During Patti Jo King’s time as director of the Center for American Indians in Bacone from 2012 to 2018, leadership wanted to build a state-of-the-art museum to replace the 80-year-old building that housed many priceless pieces of native art. art.

“We didn’t even have the money to keep it open seven days a week,” says King, now a retired Cherokee professor, writer and academic.

Even when she first arrived on campus, King said Bacone’s financial debt had already overtaken her. The student dormitories had no hot water, the staff was severely underpaid, and the graduation rate among the university’s remaining students was low.

Still, she and other teachers tried to make it a place where Native students could find community, but Bacone’s old problems never went away. Like Cournoyer, she left frustrated after years of working on the reconstruction.

Today the old museum is empty. The artifacts were moved to another location so that they would not be exposed to extreme temperatures.

The remaining staff serve as caretakers of the historic stone buildings that predate Oklahoma, themselves important pieces of the past. At the museum, Ataloa Lodge, the fireplace is made of stones sent to the college from indigenous communities around the country: one from Sequoyah’s birthplace, one from Sitting Bull’s grave, another from the field where Custer died. Five hundred in total, each stone a memory.

Michael, the interim president, and others have been clearing out buildings in hopes of soon hosting graduation banquets and student gatherings. Other staff chase away looters. Rare paintings still hang on campus, including pieces by members of the Kiowa Six, who became internationally famous a century ago, and Johnnie Diacon, a Muscogee painter and alumnus whose work can be seen in the background of several episodes of the television show Reservation Dogs.

A few years ago, experts at a museum in Tulsa warned that many of the paintings are contaminated with mold, which will spread to other nearby works of art. Leslie Hannah, a Cherokee educator who sits on the university’s board of trustees, said he’s concerned, but the cost of repairing it falls far below the list, behind broken gas lines, flooded basements and a mountain of debt.

Bacone’s current financial crisis stems in part from a lawsuit filed by Midgley-Huber Energy Concepts, a Utah-based heating and air company that sued the university for more than $1 million in unpaid construction and service fees. Last year, the Muskogee County Sheriff’s Office put Bacone’s property up for sale to pay off debts. The auction was canceled both times, most recently in December.

MHEC owner Chris Oberle told KOSU last month that he planned to purchase the historic property. Attorneys for MHEC did not return repeated requests for comment from The Associated Press.
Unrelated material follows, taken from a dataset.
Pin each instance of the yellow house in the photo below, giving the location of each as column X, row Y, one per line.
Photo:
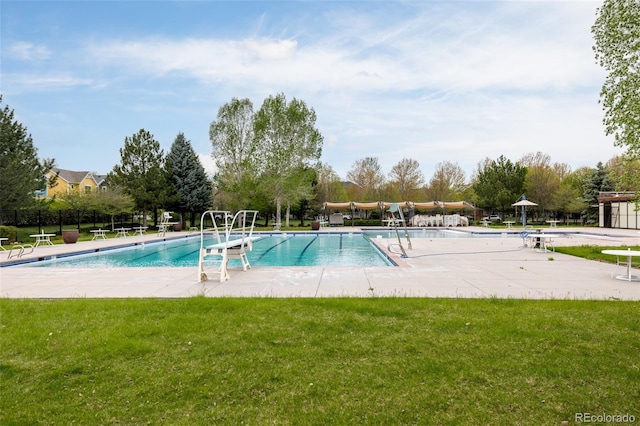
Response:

Alumni have questioned the validity of any sale of the property, pointing to the treaty that established the campus and its listing on the National Register of Historic Places. Lawyers for the college declined to comment, citing ongoing litigation.

Michael said she doesn’t know what stopped the auction, but she’s grateful she has more time to save Bacone.

There are only a few dozen tribal colleges nationwide, according to the American Indian College Fund, a nonprofit organization that supports Native Americans’ access to higher education. Tribal colleges must be sponsored by a federally recognized tribe and must enroll majority Native students. But unlike most of those colleges, Bacone was built on its identity as an intertribal school, a quality that former staff and alumni say made the school special.

Now a private institution, Bacone no longer receives state or federal support. Finances have long been heavily dependent on student tuition, and now there are no students left. Michael said that, judging by its finances, it is a miracle the university has been able to keep its doors open for so long.

“Now I look back on this and think this was a failure,” she said.